After Clifford May, Amir Taheri has dubbed him "the Kissinger of Islam" in a The Telegraph article, and also quoted an anonymous European diplomat in Tehran saying "to Iran's new ruling elite, Abbasi is the big strategic brain". In 2004, Michael Ledeen claimed that he serves as "theoretician" in the office of Supreme Leader of Iran with a special responsibility for North American affairs. In a paper presented by Shmuel Bar, Rachel Machtiger and Shmuel Bachar at the Herzliya Conference in 2008, Abbasi is deemed as one of the IRGC prominent figures who "is said to be affiliated with Mesbah Yazdi... a supporter of the Hojjatiyeh and of Ahmadinejad... one of the main contributors to Ahmadinejad's strategic thought".

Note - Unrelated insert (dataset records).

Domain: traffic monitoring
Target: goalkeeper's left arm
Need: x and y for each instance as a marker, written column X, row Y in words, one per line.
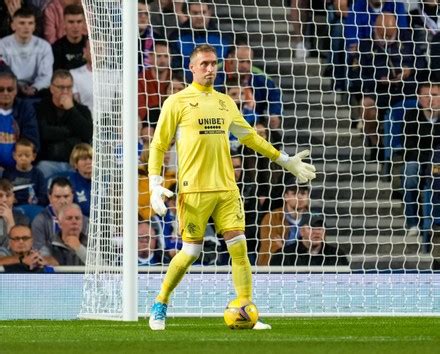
column 303, row 171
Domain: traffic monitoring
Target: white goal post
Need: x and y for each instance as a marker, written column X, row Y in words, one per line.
column 388, row 273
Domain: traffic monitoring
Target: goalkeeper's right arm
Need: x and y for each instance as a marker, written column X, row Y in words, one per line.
column 303, row 171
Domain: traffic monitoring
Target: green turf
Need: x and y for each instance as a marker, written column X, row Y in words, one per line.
column 210, row 335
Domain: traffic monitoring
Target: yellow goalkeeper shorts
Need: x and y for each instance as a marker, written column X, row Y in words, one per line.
column 194, row 210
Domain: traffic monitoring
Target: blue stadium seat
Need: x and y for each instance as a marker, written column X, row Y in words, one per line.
column 30, row 210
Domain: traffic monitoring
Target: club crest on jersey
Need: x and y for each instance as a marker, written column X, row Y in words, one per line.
column 223, row 106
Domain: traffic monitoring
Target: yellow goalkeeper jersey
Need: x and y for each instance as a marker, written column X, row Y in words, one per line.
column 200, row 119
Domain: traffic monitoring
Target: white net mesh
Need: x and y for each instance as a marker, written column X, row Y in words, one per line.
column 323, row 85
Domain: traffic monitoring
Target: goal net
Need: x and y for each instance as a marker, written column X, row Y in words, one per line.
column 317, row 81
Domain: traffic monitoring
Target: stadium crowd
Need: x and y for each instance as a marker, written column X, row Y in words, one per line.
column 378, row 52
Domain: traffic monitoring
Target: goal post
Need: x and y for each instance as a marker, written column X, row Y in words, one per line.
column 110, row 280
column 387, row 272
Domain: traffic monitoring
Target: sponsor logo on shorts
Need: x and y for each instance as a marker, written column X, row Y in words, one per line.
column 192, row 228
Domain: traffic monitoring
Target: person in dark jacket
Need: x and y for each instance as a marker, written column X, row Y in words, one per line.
column 387, row 73
column 200, row 28
column 63, row 123
column 17, row 119
column 421, row 139
column 311, row 249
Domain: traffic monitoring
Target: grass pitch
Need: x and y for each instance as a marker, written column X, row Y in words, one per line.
column 209, row 335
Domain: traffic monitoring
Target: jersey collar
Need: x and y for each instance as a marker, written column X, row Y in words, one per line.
column 206, row 89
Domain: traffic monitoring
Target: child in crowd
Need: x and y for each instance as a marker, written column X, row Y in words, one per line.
column 81, row 178
column 28, row 181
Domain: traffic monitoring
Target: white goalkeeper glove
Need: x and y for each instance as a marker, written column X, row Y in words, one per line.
column 303, row 171
column 156, row 194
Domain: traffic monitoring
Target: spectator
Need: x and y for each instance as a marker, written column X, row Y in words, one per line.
column 421, row 139
column 28, row 181
column 425, row 23
column 68, row 51
column 199, row 28
column 267, row 95
column 299, row 13
column 17, row 119
column 362, row 17
column 54, row 19
column 309, row 26
column 8, row 216
column 387, row 72
column 19, row 257
column 176, row 84
column 149, row 252
column 244, row 99
column 146, row 36
column 336, row 15
column 311, row 249
column 8, row 8
column 280, row 226
column 435, row 57
column 267, row 176
column 63, row 124
column 30, row 58
column 153, row 82
column 46, row 225
column 81, row 179
column 69, row 246
column 82, row 77
column 166, row 16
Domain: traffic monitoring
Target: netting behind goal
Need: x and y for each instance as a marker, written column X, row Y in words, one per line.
column 379, row 258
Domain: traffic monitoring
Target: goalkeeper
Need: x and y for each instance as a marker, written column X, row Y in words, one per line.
column 200, row 119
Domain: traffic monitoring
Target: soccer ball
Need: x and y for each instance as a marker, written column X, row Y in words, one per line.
column 240, row 317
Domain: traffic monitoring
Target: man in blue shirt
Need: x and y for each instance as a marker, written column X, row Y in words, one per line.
column 200, row 28
column 267, row 95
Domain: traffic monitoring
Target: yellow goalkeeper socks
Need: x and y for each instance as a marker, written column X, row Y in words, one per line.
column 176, row 270
column 241, row 268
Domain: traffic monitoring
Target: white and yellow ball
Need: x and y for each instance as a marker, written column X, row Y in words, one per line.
column 238, row 316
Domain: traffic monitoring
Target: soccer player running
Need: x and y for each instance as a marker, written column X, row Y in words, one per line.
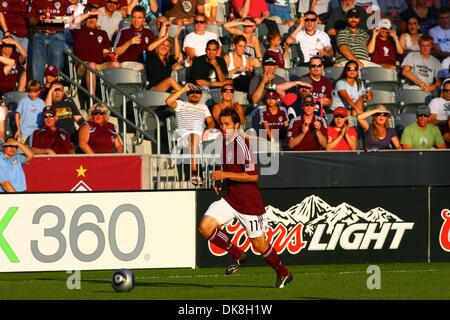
column 242, row 200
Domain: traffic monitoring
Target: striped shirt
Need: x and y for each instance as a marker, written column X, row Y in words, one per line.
column 356, row 42
column 191, row 117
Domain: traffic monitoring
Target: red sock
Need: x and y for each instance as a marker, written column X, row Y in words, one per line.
column 220, row 239
column 274, row 261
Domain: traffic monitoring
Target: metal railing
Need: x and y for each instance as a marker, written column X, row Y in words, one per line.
column 125, row 96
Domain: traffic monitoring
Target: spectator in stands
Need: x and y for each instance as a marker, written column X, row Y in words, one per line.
column 281, row 54
column 307, row 132
column 313, row 42
column 352, row 43
column 50, row 139
column 441, row 34
column 48, row 39
column 99, row 135
column 341, row 135
column 109, row 18
column 338, row 18
column 50, row 75
column 160, row 64
column 191, row 117
column 267, row 80
column 12, row 177
column 183, row 12
column 409, row 40
column 421, row 69
column 421, row 134
column 350, row 91
column 253, row 48
column 92, row 46
column 274, row 118
column 210, row 69
column 227, row 92
column 424, row 14
column 240, row 67
column 3, row 115
column 131, row 42
column 384, row 46
column 66, row 110
column 378, row 135
column 28, row 115
column 440, row 106
column 257, row 9
column 195, row 42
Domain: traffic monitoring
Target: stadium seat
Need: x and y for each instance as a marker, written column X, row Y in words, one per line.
column 386, row 98
column 296, row 72
column 380, row 78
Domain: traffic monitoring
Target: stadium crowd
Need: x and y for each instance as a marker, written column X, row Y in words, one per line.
column 299, row 67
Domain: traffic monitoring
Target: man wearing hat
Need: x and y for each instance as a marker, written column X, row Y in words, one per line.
column 421, row 134
column 352, row 42
column 307, row 132
column 384, row 46
column 190, row 128
column 268, row 80
column 50, row 139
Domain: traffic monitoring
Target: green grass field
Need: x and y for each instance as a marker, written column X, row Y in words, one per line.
column 398, row 281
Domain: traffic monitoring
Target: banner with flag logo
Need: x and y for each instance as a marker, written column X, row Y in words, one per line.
column 80, row 173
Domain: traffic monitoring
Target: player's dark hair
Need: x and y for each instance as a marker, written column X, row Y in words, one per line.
column 231, row 113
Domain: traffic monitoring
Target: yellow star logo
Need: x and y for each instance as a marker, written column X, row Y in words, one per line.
column 81, row 171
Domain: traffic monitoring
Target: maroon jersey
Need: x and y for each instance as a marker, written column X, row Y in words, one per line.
column 385, row 52
column 15, row 12
column 134, row 52
column 237, row 157
column 310, row 141
column 56, row 8
column 90, row 43
column 58, row 140
column 101, row 138
column 8, row 82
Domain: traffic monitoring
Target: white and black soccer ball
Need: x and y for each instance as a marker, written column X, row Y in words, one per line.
column 123, row 280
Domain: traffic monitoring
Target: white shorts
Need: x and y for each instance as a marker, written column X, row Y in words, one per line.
column 221, row 210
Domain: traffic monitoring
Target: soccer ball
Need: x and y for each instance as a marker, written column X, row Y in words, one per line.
column 123, row 280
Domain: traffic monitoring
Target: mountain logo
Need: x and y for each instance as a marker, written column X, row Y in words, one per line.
column 315, row 225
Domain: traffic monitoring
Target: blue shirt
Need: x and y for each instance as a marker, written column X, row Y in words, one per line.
column 11, row 170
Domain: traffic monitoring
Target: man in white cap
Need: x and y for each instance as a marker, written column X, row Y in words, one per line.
column 384, row 46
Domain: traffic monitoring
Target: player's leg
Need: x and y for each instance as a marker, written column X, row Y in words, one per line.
column 219, row 213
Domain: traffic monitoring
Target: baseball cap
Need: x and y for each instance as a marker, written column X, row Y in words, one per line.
column 49, row 110
column 423, row 109
column 308, row 101
column 271, row 94
column 268, row 60
column 385, row 23
column 51, row 71
column 353, row 13
column 340, row 111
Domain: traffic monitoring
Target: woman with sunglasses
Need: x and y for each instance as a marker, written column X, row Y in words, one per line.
column 253, row 47
column 341, row 135
column 378, row 135
column 99, row 135
column 350, row 91
column 227, row 92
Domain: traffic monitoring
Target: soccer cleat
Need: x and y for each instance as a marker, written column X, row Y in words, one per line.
column 233, row 268
column 282, row 281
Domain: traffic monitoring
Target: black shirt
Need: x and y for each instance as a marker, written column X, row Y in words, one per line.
column 201, row 69
column 156, row 70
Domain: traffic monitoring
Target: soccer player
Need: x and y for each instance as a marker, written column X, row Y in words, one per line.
column 243, row 201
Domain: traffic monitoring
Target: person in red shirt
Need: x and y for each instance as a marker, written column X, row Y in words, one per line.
column 307, row 132
column 242, row 201
column 384, row 46
column 341, row 136
column 51, row 139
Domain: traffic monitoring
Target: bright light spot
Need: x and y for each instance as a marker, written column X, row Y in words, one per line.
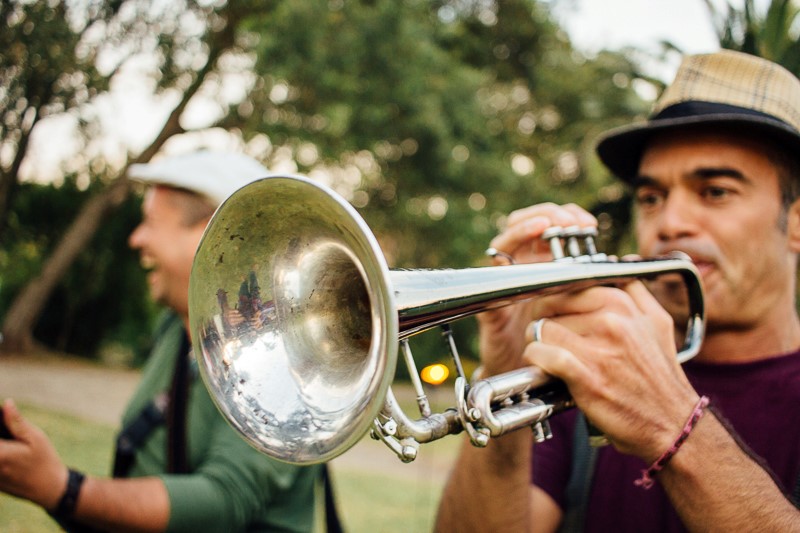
column 477, row 201
column 437, row 208
column 435, row 374
column 522, row 164
column 460, row 153
column 279, row 93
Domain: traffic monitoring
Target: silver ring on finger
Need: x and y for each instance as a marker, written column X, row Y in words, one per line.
column 537, row 329
column 495, row 253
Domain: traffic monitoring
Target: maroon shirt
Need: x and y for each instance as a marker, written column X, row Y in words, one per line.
column 761, row 400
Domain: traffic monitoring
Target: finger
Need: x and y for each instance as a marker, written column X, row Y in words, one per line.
column 520, row 234
column 557, row 361
column 584, row 301
column 16, row 424
column 557, row 215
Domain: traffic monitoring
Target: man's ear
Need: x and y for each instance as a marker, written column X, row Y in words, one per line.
column 793, row 226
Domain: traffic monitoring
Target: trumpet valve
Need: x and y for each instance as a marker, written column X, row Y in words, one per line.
column 541, row 431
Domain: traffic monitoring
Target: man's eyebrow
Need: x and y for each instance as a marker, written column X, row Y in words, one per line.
column 643, row 181
column 716, row 172
column 702, row 173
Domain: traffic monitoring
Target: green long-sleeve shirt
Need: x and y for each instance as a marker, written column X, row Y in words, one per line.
column 231, row 487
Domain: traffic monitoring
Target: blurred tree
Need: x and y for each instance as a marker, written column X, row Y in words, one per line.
column 435, row 119
column 771, row 34
column 53, row 67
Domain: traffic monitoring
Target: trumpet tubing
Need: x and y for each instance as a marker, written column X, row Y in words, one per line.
column 296, row 321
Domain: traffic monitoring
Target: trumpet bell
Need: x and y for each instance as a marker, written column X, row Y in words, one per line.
column 293, row 323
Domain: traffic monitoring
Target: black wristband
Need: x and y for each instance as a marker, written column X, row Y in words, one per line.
column 66, row 506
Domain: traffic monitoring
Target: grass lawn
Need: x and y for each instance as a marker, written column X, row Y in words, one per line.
column 369, row 499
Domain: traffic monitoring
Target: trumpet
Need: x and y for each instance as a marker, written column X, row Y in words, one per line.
column 301, row 364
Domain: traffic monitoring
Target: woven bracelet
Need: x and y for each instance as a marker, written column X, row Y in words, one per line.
column 646, row 481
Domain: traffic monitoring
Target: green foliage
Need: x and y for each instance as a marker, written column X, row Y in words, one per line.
column 435, row 119
column 103, row 298
column 771, row 34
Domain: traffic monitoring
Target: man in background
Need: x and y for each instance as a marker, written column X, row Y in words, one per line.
column 179, row 465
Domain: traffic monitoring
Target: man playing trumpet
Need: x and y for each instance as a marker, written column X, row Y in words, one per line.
column 712, row 444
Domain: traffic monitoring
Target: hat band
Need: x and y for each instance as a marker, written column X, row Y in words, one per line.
column 696, row 108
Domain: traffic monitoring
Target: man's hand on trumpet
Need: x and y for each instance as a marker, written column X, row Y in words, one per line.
column 615, row 350
column 502, row 331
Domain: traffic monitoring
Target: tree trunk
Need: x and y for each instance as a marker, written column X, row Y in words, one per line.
column 24, row 313
column 28, row 305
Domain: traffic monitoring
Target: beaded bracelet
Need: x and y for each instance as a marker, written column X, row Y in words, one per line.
column 646, row 481
column 66, row 506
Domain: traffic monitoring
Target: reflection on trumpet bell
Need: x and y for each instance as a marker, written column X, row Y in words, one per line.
column 302, row 364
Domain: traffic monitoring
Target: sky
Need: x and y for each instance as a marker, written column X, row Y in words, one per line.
column 597, row 24
column 591, row 24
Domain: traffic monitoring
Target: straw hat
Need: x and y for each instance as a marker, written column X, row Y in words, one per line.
column 739, row 91
column 215, row 175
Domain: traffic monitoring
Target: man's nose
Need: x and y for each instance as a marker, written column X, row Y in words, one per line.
column 135, row 238
column 677, row 218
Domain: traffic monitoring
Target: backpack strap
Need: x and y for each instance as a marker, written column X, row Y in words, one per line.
column 584, row 458
column 134, row 434
column 332, row 522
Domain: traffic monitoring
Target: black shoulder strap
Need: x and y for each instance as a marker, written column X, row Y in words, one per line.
column 584, row 457
column 332, row 522
column 169, row 408
column 134, row 434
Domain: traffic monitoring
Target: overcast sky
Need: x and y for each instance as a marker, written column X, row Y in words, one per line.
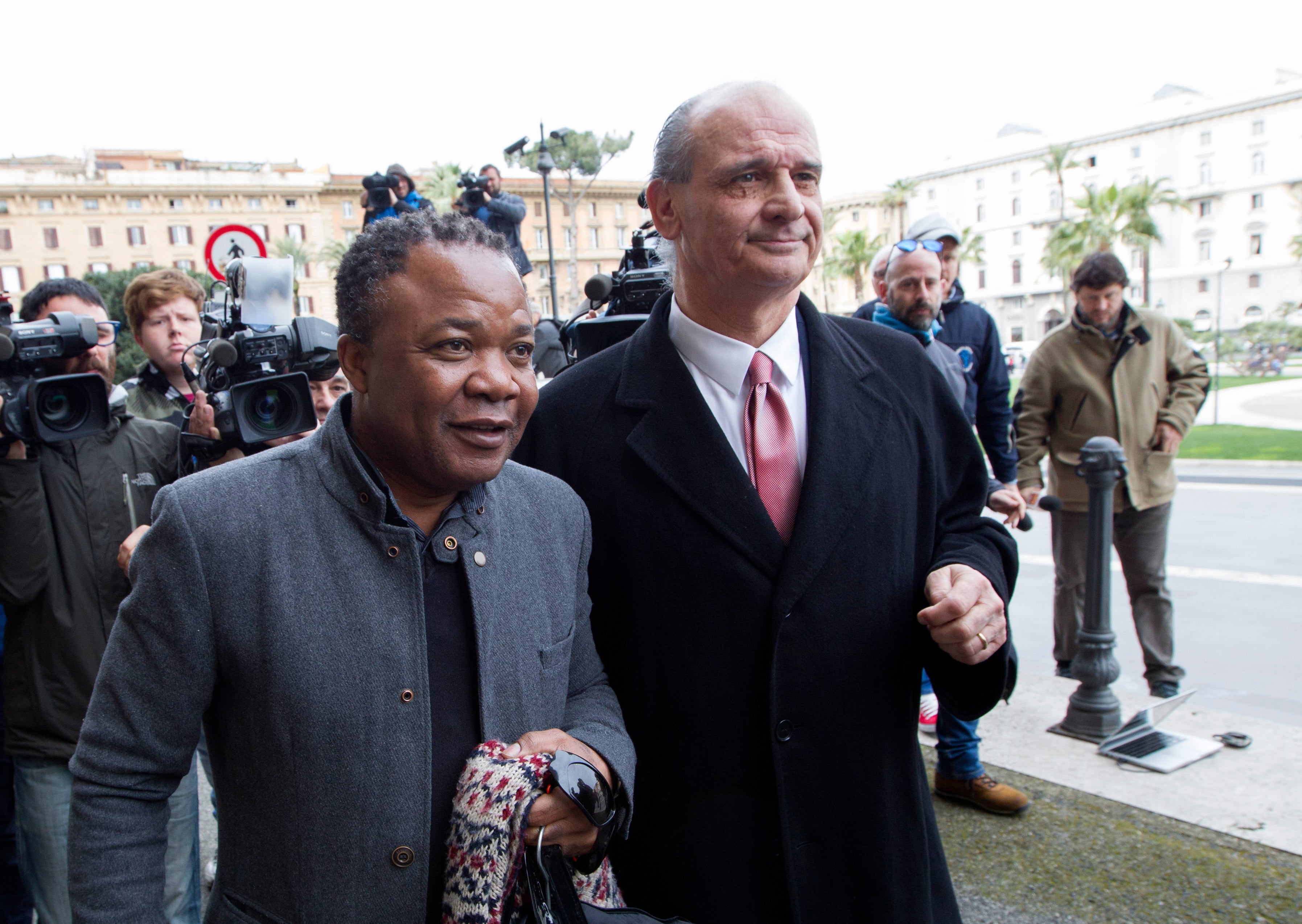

Raz Zimmt classifies him among the prominent figures of the radical right wing of Iranian politics, along with Mehdi Ta'eb, Alireza Panahian, Said Qasemi and Qasem Ravanbakhsh who all serve in the central committee of 'Ammar Headquarters', an IRGC-affiliated institution established in 2011. According to a 2012 report edited by Raz Zimmt, Abbasi is "one of the major theoreticians of the radical wing in the conservative camp and the Revolutionary Guards". In 2014, a security research of Hewlett-Packard claimed that the «Basij Cyber Council» operates under the direction of Abbasi. In February 2019, he gave a speech condemning President Hassan Rouhani, Speaker Ali Larijani, and Foreign Minister Mohammad Javad Zarif for having supported the Joint Comprehensive Plan of Action telling them to "go to hell" and that the Iranian people would "spit" on them, seen as expressing the IRGC's growing resentment over the nuclear deal and its fallout. Shortly thereafter, Javad Zarif tendered his resignation, although Rouhani did not accept it.